Authentication and authorization

Ontology MCP (OMCP) is built on top of the OAuth 2.0 configuration of the Developer Console application that exposes it. When an MCP client connects to your Ontology MCP server, it authenticates using the same OAuth 2.0 client and authorization server that handle all other requests to your application; there is no separate authentication system to configure for MCP.

The application restrictions, permissions, and OAuth client settings you have already defined for your Developer Console application also apply to requests made through Ontology MCP. Tokens issued for MCP access are scoped to the operations and resources you have granted to the application.

Supported grant types

Ontology MCP supports the two OAuth 2.0 grant types that Foundry exposes for third-party applications. Choose the grant type that matches how your MCP client will act on behalf of users:

  • Authorization code grant: Use this grant type when the MCP client should act on behalf of an end user. Each user explicitly consents to the requested scopes, and the resulting access token is scoped to that user's permissions in Foundry. This is the appropriate choice for interactive agents and editors where individual users sign in to access ontology resources.
  • Client credentials grant: Use this grant type for non-interactive, service-to-service workflows where the MCP client acts as a service user rather than on behalf of a specific end user. The client authenticates with a client ID and client secret, so it must be a confidential client capable of safely storing the secret. This is the appropriate choice for backend services and integrations such as Microsoft Copilot Studio.

You can enable one or both grant types on the same Developer Console application, depending on the MCP clients you intend to support. Configure the redirect URLs, scopes, and client secrets for each grant type from the OAuth & Permissions page of your application in Developer Console.

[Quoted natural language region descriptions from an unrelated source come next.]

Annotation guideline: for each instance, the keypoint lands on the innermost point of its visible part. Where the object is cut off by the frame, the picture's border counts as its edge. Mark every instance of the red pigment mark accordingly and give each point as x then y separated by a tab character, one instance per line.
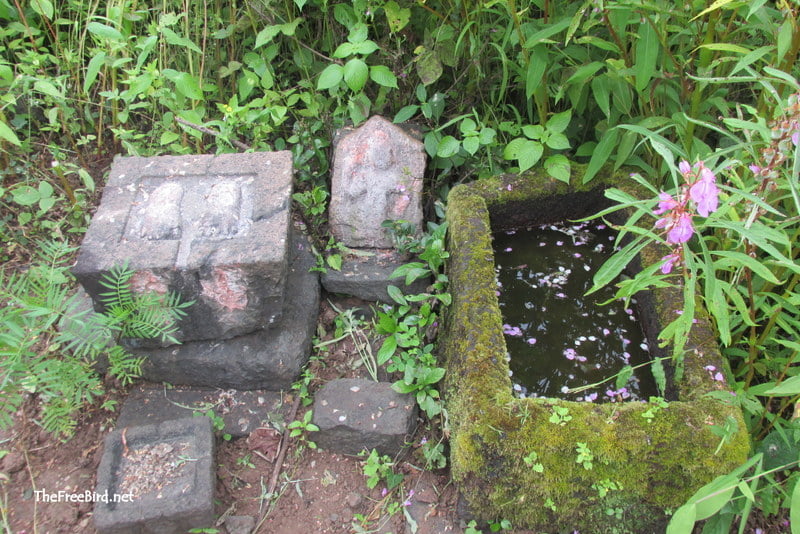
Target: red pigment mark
226	288
148	282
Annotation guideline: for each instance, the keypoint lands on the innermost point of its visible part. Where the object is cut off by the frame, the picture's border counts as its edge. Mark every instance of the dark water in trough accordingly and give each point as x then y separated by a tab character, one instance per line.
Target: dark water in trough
558	338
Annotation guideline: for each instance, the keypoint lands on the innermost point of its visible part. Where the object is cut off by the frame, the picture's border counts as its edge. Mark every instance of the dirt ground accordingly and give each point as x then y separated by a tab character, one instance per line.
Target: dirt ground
314	491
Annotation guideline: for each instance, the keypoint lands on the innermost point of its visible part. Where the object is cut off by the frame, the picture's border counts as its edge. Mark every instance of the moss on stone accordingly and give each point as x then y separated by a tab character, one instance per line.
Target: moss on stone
657	463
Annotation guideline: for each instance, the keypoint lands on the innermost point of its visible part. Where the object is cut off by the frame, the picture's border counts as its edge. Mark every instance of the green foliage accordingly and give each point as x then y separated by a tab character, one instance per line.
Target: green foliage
379	468
50	347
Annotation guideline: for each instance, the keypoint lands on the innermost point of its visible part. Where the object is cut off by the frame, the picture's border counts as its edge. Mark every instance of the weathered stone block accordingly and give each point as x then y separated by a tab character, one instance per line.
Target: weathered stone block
241	411
270	358
357	414
368	277
164	474
493	432
212	228
377	175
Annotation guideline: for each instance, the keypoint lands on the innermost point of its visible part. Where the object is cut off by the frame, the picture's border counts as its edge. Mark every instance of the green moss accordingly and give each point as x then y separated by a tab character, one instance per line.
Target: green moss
657	464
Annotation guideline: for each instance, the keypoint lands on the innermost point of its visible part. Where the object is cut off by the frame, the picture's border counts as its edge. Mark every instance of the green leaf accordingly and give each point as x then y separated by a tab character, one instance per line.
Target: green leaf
601	154
558	167
405	113
187	85
92	69
448	147
355	74
557	141
43	8
383	76
177	40
104	31
330	77
25	195
396	16
387	350
559	122
266	35
396	295
616	263
7	134
789	387
794	510
646	55
335	261
429	68
525	151
535	72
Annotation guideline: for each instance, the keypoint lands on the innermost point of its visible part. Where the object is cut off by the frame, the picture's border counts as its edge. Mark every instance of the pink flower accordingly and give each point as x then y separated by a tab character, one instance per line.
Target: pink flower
704	192
681	230
670	261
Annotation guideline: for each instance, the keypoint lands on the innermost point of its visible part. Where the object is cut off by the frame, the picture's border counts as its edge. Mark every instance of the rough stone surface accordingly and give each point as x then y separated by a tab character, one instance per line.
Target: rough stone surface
212	228
368	277
173	503
242	411
269	359
377	175
358	414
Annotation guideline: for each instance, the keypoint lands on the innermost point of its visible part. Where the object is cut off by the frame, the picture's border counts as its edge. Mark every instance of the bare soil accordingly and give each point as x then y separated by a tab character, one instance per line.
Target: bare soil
315	491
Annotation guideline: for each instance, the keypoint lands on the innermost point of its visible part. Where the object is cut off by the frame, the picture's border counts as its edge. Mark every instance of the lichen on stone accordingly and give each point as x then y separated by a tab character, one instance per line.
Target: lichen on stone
651	464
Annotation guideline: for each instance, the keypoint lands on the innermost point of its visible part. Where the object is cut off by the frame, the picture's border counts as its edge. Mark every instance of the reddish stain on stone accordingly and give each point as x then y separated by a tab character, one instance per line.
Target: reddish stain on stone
227	288
148	282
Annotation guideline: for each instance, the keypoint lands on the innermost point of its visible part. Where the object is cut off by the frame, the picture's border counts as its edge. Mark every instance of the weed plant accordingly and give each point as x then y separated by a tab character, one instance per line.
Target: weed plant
493	86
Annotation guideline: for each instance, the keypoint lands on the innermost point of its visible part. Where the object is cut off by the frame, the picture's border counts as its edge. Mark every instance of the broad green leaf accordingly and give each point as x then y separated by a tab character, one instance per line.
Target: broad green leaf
43	8
105	31
7	134
794	509
429	68
616	263
405	113
330	77
177	40
383	76
558	167
92	69
784	38
525	151
559	122
25	195
740	259
646	55
355	74
266	35
396	16
789	387
535	72
602	94
187	85
601	154
557	141
448	147
43	86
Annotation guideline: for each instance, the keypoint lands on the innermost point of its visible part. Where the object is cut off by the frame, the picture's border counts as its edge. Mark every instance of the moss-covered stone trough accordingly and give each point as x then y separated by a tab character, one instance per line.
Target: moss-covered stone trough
509	459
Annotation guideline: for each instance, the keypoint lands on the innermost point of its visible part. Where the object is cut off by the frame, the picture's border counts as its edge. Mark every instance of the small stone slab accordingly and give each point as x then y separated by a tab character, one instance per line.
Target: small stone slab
212	228
377	175
356	414
368	277
164	474
242	411
269	359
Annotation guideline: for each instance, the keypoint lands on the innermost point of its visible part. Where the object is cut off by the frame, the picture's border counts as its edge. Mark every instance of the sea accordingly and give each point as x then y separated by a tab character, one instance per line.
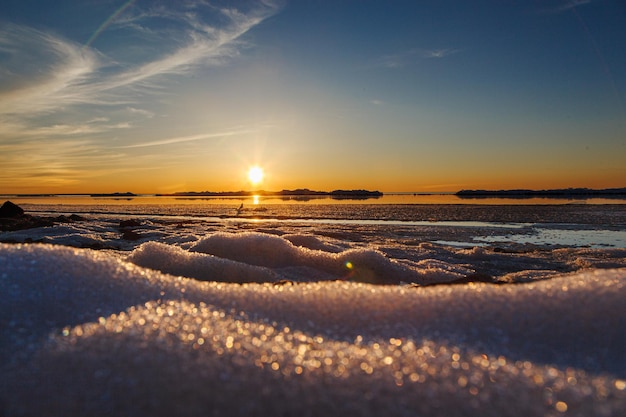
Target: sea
409	304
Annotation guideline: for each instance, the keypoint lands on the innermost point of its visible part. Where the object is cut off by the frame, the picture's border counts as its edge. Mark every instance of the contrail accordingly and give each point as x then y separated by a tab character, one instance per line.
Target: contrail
108	22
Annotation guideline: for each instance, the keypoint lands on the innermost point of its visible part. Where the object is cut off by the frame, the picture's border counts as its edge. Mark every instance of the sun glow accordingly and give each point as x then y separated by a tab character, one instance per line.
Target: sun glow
255	175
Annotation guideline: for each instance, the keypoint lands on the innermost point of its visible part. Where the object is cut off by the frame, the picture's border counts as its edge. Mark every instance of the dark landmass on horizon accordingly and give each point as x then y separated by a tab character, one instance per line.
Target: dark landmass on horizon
575	193
284	193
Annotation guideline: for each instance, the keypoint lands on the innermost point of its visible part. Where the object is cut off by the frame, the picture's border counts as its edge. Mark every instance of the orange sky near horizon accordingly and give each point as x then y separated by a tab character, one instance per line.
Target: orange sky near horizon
116	96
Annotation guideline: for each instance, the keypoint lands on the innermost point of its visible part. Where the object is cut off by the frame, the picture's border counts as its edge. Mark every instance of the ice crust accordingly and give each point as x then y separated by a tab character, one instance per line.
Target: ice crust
86	332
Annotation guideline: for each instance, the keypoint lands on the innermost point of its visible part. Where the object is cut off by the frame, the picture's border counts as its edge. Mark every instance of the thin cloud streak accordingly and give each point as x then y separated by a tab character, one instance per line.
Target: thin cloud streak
79	75
405	58
187	139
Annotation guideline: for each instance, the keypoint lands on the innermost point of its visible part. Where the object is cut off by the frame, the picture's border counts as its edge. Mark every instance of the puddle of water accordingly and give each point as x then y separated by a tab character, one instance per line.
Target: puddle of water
564	237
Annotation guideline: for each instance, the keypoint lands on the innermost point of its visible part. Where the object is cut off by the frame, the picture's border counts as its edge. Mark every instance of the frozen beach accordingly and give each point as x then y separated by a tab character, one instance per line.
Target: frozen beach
311	309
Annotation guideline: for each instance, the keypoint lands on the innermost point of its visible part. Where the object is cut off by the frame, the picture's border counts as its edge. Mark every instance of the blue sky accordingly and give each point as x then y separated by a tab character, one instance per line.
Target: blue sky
160	96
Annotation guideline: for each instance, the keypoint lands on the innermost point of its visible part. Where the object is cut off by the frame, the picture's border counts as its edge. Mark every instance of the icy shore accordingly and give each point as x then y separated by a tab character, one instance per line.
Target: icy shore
88	333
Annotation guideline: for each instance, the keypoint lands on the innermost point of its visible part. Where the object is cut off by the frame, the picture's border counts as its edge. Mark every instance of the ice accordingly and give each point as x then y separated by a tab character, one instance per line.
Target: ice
86	332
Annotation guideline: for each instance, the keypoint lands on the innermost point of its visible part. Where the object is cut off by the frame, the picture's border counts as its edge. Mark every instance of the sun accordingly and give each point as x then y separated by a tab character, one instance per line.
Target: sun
255	175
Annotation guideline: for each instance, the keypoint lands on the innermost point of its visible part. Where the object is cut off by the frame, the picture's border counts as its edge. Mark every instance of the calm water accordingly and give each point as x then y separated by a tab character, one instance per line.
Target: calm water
468	222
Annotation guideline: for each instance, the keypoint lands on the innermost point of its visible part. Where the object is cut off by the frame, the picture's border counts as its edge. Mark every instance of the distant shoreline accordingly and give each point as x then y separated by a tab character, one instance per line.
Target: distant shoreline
576	193
305	192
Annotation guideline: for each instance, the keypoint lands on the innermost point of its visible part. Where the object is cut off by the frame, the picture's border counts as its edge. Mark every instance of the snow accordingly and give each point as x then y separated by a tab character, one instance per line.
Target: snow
87	332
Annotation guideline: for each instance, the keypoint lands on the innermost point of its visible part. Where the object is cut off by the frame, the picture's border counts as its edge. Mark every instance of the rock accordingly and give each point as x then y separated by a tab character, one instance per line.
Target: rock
9	210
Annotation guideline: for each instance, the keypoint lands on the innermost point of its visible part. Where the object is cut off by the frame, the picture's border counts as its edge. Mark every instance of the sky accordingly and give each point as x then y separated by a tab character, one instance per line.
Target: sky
154	96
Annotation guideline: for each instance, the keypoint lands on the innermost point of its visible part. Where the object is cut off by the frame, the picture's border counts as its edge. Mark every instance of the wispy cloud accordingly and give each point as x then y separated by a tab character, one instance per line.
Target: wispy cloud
404	58
67	73
564	6
61	100
191	138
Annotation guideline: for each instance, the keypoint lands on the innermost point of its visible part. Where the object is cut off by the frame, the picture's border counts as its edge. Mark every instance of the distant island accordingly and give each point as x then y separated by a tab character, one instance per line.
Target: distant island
300	192
575	193
126	194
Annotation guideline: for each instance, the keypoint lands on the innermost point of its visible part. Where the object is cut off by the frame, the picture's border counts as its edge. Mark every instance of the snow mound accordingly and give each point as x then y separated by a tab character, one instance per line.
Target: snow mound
86	333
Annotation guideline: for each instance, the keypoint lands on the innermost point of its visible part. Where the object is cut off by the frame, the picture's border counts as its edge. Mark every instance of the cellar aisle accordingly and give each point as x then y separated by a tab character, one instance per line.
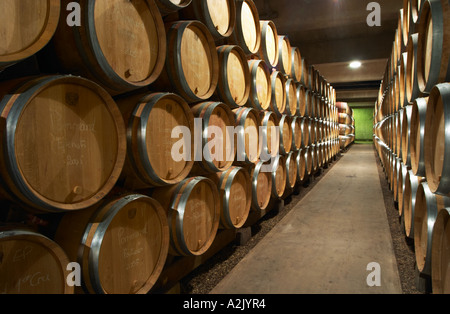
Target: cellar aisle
325	244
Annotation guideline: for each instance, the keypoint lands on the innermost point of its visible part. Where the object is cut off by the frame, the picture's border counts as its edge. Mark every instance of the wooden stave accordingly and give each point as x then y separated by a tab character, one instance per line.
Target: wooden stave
438	180
418	117
263	54
253	100
204	111
241	115
223	87
15	184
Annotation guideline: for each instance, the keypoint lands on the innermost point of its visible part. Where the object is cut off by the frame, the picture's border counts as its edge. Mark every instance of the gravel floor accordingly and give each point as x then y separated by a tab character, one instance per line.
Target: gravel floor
208	275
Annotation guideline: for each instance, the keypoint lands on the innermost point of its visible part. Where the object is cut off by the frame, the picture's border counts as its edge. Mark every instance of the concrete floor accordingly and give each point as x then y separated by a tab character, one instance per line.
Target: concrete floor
325	244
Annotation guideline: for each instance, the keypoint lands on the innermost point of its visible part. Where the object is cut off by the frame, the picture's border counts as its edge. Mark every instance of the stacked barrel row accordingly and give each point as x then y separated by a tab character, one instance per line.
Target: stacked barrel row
116	153
346	124
411	133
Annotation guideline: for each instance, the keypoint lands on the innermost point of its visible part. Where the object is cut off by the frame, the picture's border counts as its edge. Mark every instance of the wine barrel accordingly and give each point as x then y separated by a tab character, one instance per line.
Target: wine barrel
234	76
286	134
406	132
32	263
154	157
269	43
170	6
22	40
279	174
291	98
278	99
418	117
64	142
297	135
296	64
219	16
192	62
261	185
247	119
302	100
121	245
193	213
433	57
440	254
412	86
247	32
235	192
436	146
218	151
120	46
270	136
284	51
260	85
428	206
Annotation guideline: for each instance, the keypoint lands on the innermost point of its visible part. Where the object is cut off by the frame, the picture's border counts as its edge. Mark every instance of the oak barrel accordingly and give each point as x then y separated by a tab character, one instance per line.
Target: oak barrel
216	150
269	43
260	85
418	117
235	192
193	213
121	245
412	85
440	254
159	150
247	124
427	208
22	40
247	32
433	46
120	44
192	63
234	76
291	171
218	15
64	142
31	263
406	135
270	135
437	135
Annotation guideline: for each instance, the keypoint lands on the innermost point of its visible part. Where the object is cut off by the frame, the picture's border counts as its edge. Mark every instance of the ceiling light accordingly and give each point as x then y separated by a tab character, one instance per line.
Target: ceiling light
355	65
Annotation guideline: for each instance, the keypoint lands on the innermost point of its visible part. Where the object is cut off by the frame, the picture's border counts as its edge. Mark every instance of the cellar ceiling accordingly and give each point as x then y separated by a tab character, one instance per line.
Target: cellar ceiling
333	33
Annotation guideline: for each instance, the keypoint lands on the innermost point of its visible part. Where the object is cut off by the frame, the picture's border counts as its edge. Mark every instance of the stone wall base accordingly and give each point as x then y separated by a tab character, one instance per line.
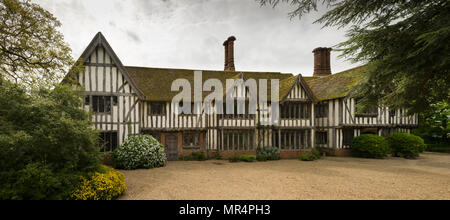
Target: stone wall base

For a full description of the OAuth 2.0 flows, endpoints, and parameters that Foundry supports, see Writing OAuth2 clients for Foundry.

Scopes and restrictions

Access tokens issued to MCP clients are restricted by the scopes configured on your Developer Console application. Make sure that the application is granted the operations required by the ontology resources that you expose through MCP, and that the requesting user or service user has the necessary permissions on the underlying objects, actions, and queries.